The only system call that I can tell that does NOT go through the link
is chown, and the new calls specifically designed for dealing with
symbolic links.
To create a symbolic link, one says symlink ("real file", "symlink")
and to read the contents of a symbolic link, readlink (file, buf, sizeof buf).
To get information about a link, one says lstat(file, &statbuf). If a file
is not a symlink, lstat just does a regular stat, while plain stat goes
through the link to the pointed to file.
In general symbolic links are nice, but Berkeley messed up, in that it
is impossible to reset the access and modification times of a symbolic
link, or to chmod it. It turns out that chmod-ing doesn't matter, since
a symbolic link of mode 000 can still be read by readlink(), even if the
owner is not the current user! However, for a backup program to not
be able to restore the access and modification times is a mess!
If that's not enough, Pyramid Corporation's OSx is 4.2 BSD with System V
added into it. A user can be in one universe or the other, and switch back
and forth between them. To facilitate this, they created the concept of
a "conditional symbolic link". Depending on one's universe (something
maintained by the kernel for each process, just like the current directory),
a reference to a conditional symbolic link will get different files.
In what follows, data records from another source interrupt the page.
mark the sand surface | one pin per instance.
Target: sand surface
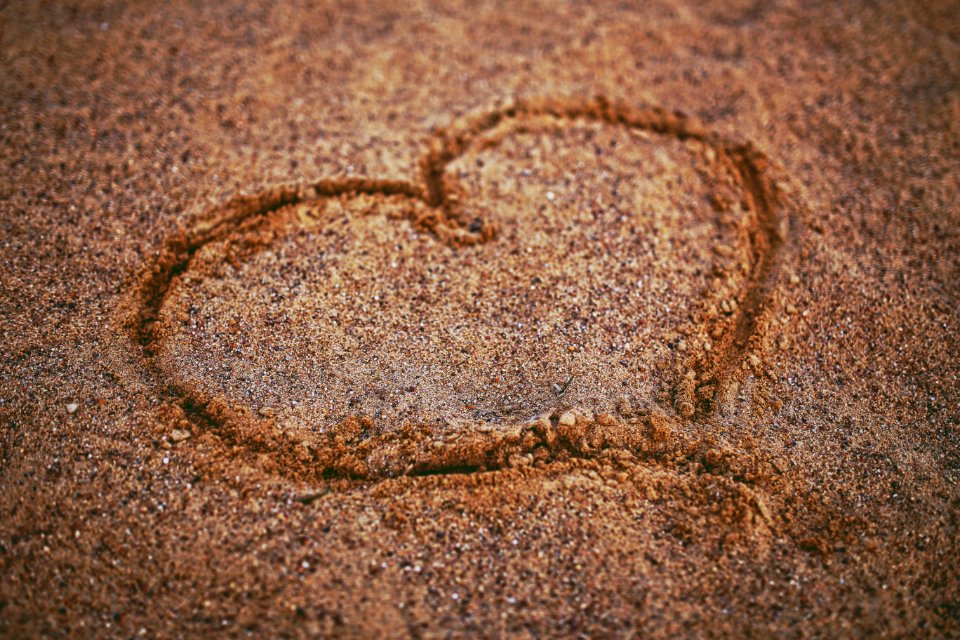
(521, 320)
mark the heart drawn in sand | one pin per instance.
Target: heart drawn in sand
(560, 267)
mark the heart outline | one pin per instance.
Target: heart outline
(351, 450)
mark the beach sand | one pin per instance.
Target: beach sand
(520, 320)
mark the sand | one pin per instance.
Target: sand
(530, 320)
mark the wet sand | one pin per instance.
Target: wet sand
(505, 321)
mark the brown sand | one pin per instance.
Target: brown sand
(533, 320)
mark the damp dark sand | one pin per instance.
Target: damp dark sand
(520, 321)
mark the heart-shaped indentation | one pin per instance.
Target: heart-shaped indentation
(536, 287)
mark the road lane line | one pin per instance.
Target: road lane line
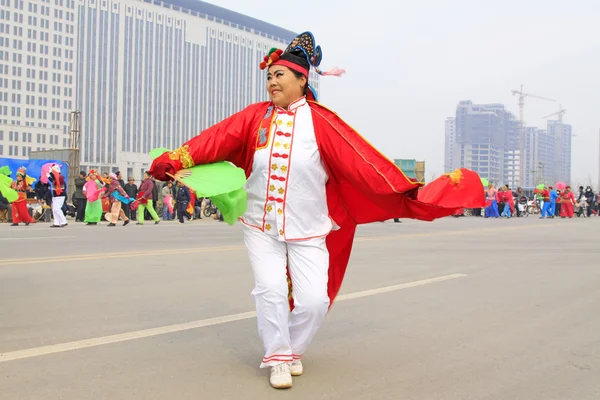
(192, 250)
(162, 330)
(37, 237)
(82, 257)
(386, 289)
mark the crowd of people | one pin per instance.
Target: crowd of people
(548, 201)
(102, 197)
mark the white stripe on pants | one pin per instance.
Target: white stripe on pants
(286, 335)
(57, 214)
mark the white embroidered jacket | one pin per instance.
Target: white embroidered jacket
(286, 188)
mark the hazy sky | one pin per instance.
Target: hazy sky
(410, 62)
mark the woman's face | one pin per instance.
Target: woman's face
(283, 86)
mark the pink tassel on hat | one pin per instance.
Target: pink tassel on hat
(332, 72)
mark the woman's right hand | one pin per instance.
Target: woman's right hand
(163, 165)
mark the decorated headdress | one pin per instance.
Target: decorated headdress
(299, 56)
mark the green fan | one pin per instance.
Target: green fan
(9, 194)
(222, 182)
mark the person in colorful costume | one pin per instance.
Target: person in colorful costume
(311, 179)
(509, 203)
(567, 201)
(93, 190)
(19, 210)
(545, 201)
(491, 202)
(145, 200)
(59, 194)
(553, 200)
(117, 197)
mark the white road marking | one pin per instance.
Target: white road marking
(162, 330)
(37, 237)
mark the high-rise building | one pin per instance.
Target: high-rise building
(544, 148)
(155, 73)
(37, 74)
(143, 74)
(562, 134)
(486, 141)
(451, 161)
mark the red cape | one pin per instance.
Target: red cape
(363, 186)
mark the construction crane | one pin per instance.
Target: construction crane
(559, 145)
(522, 96)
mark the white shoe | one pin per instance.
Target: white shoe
(280, 376)
(296, 368)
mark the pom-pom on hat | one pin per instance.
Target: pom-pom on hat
(301, 54)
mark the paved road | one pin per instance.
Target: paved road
(457, 309)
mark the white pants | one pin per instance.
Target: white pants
(286, 335)
(57, 214)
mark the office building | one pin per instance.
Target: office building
(37, 74)
(451, 161)
(562, 134)
(486, 141)
(143, 74)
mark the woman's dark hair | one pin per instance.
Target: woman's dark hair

One still does a readlink and lstat on them, but to create them, one says
csymlink (" 1:old_att_file 2:old_ucb_file", "symfile");
which points to old_att_file if the universe is att, but points to old_ucb_file
if the universe is ucb. This provides for even more fun, when trying to
restore one of these things on a plain BSD system, or worse, an ATT
System V machine.
The strategy I adopted is to treat a symbolic link as another kind of special
file, which only gets a file header written to the archive. The header
already has a field for the name of the file that the current file is
linked to; I used that. The routine mksymlink() in utils.c and the routines
in symlinks.c isolate the handling of Pyramid conditional symbolic links.
Then I added some special casing code in extract.c to extract the symbolic
links, and only do a chown on them, since trying to reset the file mode
and access and modification times won't work.
Numerous other things had to change for symbolic links and 4.2 BSD; the
details are given in the implementation guide.